Em Michigan, Koning sente o mesmo. Quanto mais vai até o divisor de águas de Rush Creek, perto de sua igreja, mais ele se convence de que a natureza não é apenas um bem, mas sim uma necessidade crítica para as pessoas que buscam a Deus.

Ele tem notado cada vez mais o quanto das Escrituras se passam em ambientes ao ar livre: desde Deus falando a Abraão, os salmos considerando os céus, até as andanças de Jesus para todos os lados, falando sobre o reino de Deus.

É um contraste gritante com os estudos da Bíblia que fazemos no ar condicionado, cercados de livros, que é como a maioria dos sermões modernos são escritos, disse Koning.

“Nós transformamos o cristianismo em uma religião entre quatro paredes.”

Certa vez, ele se lembra de pedir à sua congregação cristã reformada para dizer onde eles sentiram poderosamente a presença de Deus, destacando os lugares onde as pessoas passam a maior parte do tempo. No escritório? No lar? Sim, para poucas pessoas. Na igreja? Claro, às vezes.
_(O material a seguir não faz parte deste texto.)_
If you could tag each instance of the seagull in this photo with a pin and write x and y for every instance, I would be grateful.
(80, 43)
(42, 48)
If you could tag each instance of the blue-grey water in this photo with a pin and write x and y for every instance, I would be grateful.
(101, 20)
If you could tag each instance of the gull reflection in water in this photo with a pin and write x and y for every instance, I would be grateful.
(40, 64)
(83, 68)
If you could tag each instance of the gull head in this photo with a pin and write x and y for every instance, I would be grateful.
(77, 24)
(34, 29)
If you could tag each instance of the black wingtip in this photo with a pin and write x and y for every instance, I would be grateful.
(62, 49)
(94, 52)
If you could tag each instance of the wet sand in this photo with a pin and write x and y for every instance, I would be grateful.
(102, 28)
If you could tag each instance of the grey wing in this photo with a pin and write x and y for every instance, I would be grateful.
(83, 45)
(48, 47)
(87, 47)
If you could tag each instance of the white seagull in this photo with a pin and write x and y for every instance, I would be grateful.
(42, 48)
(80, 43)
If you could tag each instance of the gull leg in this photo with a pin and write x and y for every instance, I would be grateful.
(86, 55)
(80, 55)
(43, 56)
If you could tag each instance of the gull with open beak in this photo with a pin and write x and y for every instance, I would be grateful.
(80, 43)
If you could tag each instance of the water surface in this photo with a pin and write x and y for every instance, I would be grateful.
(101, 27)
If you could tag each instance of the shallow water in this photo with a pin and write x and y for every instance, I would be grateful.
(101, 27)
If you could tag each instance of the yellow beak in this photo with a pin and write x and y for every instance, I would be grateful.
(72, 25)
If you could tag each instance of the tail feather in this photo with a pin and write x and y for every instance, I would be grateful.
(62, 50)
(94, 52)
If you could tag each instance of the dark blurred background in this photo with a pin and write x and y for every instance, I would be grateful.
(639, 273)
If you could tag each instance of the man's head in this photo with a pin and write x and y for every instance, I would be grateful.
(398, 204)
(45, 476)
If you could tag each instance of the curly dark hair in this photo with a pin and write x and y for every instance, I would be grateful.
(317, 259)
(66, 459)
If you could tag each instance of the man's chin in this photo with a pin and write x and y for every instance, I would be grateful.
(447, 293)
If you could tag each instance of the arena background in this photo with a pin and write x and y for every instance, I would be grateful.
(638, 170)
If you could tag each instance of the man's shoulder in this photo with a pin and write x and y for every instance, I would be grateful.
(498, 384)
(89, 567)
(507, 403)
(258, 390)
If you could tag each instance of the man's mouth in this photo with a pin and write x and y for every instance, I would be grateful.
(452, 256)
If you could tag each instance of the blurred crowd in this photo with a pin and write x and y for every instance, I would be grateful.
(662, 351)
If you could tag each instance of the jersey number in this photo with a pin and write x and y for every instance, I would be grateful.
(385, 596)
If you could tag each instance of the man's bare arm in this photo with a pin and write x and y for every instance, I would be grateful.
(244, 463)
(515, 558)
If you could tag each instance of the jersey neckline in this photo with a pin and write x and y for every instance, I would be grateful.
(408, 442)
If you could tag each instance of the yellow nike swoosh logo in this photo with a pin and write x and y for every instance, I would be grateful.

Quando Koning disse “natureza”, pelo menos 80% das pessoas de sua congregação levantaram as mãos. Ele então se perguntou se o ministério deveria ser uma atividade tão estritamente interna, que acontece entre quatro paredes.

A igreja diminuiu muito nos anos 2.000, passando de cerca de 300 membros para 50, durante a pandemia. Esses 50, no entanto, são missionários, disse Koning, e comprometidos em cuidar de sua comunidade. Eles têm programas para pessoas com necessidades especiais, pessoas em situação de rua e pessoas que lutam para conseguir comida suficiente para viver.

Uma equipe também começou a limpar um pequeno córrego na propriedade da igreja, que deságua em um riacho próximo. Eles a chamavam de “equipe do córrego”. Foi apenas um pequeno esforço, no início, mas depois chamou a atenção dos conservacionistas do estado, que vieram e ensinaram os voluntários da igreja a monitorar a qualidade da água.

Então, com a ajuda dos conservacionistas, a igreja conseguiu cerca de 100 mil reais em subsídios do Departamento de Qualidade Ambiental de Michigan, para realizar um levantamento de espécies de macroinvertebrados — rastreando e contando as libélulas, efeméridas, tricópteros, libelinhas e mexilhões brancos.

“Deus os criou com propósito e design”, disse ele. “Se eles não estiverem lá [na natureza], não podem dar glória a Deus.”

Conhecer os macroinvertebrados era uma forma de cuidar do meio ambiente, mas para Koning também ficou claro que esse trabalho tinha a ver com adoração. Ele acredita que a degradação do habitat obscurece a glória de Deus.

“Por que estamos amordaçando Deus, colocando plástico em sua boca, para que a criação não possa falar?”, disse Koning.

A igreja agora se reúne ao ar livre a cada dois domingos. Eles designaram um local como “Estação da Criação”, e nele Koning ensina as crianças da igreja sobre a natureza. Eles vão para fora, faça chuva ou faça sol, reunindo-se ao redor de uma fogueira, se estiver frio — o que geralmente acontece em Michigan.

Em 2022, a congregação decidiu inclusive mudar de nome. A Trinity Christian Reformed Church agora se chama The Refuge [O Refúgio].

“Queríamos ser mais conhecidos por fornecer refúgio”, disse Koning, “não apenas para pessoas, mas para polinizadores, animais e macroinvertebrados”.

Chamado é uma coisa engraçada como esta. Você ama a Deus e quer servir, e logo estará rastreando e contando cuidadosamente criaturas ao longo de um córrego, e proclamando as Boas Novas junto com macroinvertebrados.